Scientific classification
- (unranked): Virus
- Realm: Riboviria
- Kingdom: Pararnavirae
- Phylum: Artverviricota
- Class: Revtraviricetes
- Order: Ortervirales
- Family: Retroviridae
- Subfamily: Orthoretrovirinae
- Genus: Deltaretrovirus
- Groups included: Primate T-lymphotropic virus 1; Primate T-lymphotropic virus 2; Primate T-lymphotropic virus 3; Human T-lymphotropic virus 4 (unrecognized); Simian T-lymphotropic virus 5 (unrecognized);

= Primate T-lymphotropic virus =

Informal grouping of virus species

The primate T-lymphotropic viruses (PTLVs) are a group of retroviruses that infect primates, using their lymphocytes to reproduce. The ones that infect humans are known as human T-lymphotropic virus (HTLV), and the ones that infect Old World monkeys are called simian T-lymphotropic viruses (STLVs). PTLVs are named for their ability to cause adult T-cell leukemia/lymphoma, but in the case of HTLV-1 it can also cause a demyelinating disease called tropical spastic paraparesis. On the other hand, newer PTLVs are simply placed into the group by similarity and their connection to human disease remains unclear.

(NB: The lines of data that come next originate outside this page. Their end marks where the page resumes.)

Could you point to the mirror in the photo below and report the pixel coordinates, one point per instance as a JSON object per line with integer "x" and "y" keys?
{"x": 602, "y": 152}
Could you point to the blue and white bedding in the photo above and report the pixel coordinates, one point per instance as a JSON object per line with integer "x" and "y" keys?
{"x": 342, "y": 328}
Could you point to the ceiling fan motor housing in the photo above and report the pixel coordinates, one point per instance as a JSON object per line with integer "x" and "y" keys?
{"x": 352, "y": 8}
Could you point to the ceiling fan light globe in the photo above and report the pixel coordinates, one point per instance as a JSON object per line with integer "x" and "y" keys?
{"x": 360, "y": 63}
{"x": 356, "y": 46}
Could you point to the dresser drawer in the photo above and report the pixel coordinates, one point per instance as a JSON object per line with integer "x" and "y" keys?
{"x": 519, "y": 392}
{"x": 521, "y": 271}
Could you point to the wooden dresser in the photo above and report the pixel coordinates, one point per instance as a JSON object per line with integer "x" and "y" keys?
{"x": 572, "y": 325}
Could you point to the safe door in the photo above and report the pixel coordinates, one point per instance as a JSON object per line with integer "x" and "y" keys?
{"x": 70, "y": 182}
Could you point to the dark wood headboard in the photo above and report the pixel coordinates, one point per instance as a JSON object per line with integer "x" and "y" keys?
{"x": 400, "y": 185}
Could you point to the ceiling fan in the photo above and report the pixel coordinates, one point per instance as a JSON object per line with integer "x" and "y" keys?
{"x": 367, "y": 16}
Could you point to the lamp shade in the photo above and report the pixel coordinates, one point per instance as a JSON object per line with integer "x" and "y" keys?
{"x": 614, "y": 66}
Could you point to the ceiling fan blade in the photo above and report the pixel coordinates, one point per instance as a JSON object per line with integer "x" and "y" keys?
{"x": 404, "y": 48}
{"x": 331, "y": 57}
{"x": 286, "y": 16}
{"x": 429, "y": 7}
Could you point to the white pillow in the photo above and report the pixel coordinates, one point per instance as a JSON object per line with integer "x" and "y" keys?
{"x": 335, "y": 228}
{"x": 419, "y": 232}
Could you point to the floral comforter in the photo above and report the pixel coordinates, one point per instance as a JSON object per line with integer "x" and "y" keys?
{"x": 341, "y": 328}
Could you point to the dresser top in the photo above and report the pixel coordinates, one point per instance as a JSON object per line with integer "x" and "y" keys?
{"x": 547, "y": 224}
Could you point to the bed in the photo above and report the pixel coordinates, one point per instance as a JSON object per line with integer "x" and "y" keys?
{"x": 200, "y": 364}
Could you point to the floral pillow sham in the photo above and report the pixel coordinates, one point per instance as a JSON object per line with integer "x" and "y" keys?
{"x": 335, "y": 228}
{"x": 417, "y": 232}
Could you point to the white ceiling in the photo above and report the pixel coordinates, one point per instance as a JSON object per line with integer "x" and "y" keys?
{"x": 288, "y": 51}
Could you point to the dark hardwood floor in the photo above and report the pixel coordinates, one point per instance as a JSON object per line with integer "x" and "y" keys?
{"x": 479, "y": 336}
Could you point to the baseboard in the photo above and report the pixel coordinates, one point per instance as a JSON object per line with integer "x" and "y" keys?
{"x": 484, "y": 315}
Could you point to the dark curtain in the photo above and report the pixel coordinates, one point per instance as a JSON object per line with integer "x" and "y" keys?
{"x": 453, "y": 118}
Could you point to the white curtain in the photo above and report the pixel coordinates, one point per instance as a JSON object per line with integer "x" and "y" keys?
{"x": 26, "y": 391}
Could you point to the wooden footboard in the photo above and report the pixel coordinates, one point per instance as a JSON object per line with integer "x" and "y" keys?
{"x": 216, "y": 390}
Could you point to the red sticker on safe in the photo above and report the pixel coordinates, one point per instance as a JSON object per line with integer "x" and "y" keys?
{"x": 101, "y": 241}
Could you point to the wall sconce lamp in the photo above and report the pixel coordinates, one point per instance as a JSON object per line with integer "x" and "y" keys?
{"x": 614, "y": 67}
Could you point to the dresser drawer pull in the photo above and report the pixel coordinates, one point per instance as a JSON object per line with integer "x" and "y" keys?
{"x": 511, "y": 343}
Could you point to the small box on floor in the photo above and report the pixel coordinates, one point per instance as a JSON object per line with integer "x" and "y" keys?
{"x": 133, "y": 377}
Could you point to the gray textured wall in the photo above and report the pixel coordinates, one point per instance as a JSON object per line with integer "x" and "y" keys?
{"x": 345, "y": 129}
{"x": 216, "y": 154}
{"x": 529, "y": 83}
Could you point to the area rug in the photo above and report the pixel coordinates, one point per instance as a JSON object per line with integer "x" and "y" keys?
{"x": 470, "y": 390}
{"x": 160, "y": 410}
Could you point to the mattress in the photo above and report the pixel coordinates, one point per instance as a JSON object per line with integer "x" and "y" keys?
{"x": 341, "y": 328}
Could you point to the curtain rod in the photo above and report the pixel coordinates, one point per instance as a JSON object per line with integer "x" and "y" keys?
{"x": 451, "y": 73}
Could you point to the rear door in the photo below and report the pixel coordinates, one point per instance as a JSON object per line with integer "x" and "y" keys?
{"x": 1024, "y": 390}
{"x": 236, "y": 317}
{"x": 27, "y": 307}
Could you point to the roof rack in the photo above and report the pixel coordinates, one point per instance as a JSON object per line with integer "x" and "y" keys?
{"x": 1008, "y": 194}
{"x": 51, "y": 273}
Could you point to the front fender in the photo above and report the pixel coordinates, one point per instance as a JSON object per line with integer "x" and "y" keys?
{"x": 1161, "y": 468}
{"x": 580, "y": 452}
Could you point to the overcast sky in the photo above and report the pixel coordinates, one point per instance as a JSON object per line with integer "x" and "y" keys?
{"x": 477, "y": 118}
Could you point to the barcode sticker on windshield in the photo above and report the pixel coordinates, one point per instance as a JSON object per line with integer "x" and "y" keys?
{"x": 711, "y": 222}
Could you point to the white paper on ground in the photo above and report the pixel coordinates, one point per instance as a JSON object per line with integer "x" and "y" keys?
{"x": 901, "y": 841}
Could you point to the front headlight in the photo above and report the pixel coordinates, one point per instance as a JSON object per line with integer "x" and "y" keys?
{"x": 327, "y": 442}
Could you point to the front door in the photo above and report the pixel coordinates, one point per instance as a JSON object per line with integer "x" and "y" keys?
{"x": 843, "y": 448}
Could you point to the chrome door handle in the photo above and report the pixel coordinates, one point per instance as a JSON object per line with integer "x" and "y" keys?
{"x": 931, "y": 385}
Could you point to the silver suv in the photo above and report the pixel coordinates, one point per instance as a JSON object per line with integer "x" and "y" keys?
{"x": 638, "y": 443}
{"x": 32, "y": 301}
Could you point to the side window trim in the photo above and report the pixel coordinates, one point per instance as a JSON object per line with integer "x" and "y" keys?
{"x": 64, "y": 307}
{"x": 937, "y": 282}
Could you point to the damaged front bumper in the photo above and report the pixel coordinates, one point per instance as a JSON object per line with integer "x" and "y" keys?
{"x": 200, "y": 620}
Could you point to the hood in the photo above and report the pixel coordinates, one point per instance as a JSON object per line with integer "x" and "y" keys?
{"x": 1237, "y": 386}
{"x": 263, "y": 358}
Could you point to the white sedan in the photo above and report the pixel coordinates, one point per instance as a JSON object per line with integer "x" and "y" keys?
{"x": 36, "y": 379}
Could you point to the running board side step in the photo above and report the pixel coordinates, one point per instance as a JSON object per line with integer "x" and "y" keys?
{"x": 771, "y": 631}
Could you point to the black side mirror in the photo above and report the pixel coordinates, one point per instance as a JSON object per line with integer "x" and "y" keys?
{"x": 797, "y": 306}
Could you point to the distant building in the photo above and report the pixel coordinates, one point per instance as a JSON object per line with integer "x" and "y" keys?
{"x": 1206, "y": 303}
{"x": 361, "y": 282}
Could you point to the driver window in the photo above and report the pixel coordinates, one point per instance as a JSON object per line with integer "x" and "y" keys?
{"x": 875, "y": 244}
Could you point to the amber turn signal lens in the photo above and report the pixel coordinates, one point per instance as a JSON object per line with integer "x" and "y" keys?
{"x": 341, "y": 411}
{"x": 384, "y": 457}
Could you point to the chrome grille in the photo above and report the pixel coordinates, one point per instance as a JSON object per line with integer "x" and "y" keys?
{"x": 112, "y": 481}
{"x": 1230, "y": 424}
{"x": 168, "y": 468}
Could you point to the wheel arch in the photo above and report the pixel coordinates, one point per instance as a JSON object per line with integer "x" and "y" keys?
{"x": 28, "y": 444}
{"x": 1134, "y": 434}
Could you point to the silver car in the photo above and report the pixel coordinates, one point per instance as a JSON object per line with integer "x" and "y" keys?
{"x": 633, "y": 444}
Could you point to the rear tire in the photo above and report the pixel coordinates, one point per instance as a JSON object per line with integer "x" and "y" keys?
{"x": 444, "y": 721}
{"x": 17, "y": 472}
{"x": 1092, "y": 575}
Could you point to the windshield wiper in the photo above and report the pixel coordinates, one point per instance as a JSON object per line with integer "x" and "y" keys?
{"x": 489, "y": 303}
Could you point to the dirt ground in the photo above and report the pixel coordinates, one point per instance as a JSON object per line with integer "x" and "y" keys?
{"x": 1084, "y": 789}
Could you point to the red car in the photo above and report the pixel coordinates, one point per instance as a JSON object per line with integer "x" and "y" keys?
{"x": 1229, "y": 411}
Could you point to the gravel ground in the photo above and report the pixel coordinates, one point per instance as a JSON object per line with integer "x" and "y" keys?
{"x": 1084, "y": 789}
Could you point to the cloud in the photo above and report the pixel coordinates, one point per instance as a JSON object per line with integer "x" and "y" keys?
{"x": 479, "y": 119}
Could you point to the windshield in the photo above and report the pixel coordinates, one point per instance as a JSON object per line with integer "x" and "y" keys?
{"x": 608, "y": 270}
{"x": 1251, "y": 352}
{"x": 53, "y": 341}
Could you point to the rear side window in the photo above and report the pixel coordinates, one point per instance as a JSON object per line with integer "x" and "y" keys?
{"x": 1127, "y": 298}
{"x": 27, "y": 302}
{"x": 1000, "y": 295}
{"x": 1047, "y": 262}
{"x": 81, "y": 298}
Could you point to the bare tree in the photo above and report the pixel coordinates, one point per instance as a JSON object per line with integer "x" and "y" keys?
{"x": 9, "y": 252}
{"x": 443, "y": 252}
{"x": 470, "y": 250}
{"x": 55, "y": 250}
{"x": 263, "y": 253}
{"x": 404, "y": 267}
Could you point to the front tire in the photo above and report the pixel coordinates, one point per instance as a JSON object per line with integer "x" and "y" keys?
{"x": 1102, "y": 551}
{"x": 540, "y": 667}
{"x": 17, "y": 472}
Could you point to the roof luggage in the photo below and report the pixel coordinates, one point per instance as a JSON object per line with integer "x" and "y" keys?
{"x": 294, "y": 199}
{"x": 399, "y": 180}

HTLVs have evolved from STLVs by interspecies transmission. Within each species of PTLV, the HTLV is more similar to its cognate STLV than to the other HTLVs. There are currently three species of PTLVs recognized by the ICTV (P/H/STLV-1, -2, -3), plus two that are reported but unrecognized (HTLV-4, STLV-5). The first known, and still most medically important PTLV is HTLV-1, discovered in 1980.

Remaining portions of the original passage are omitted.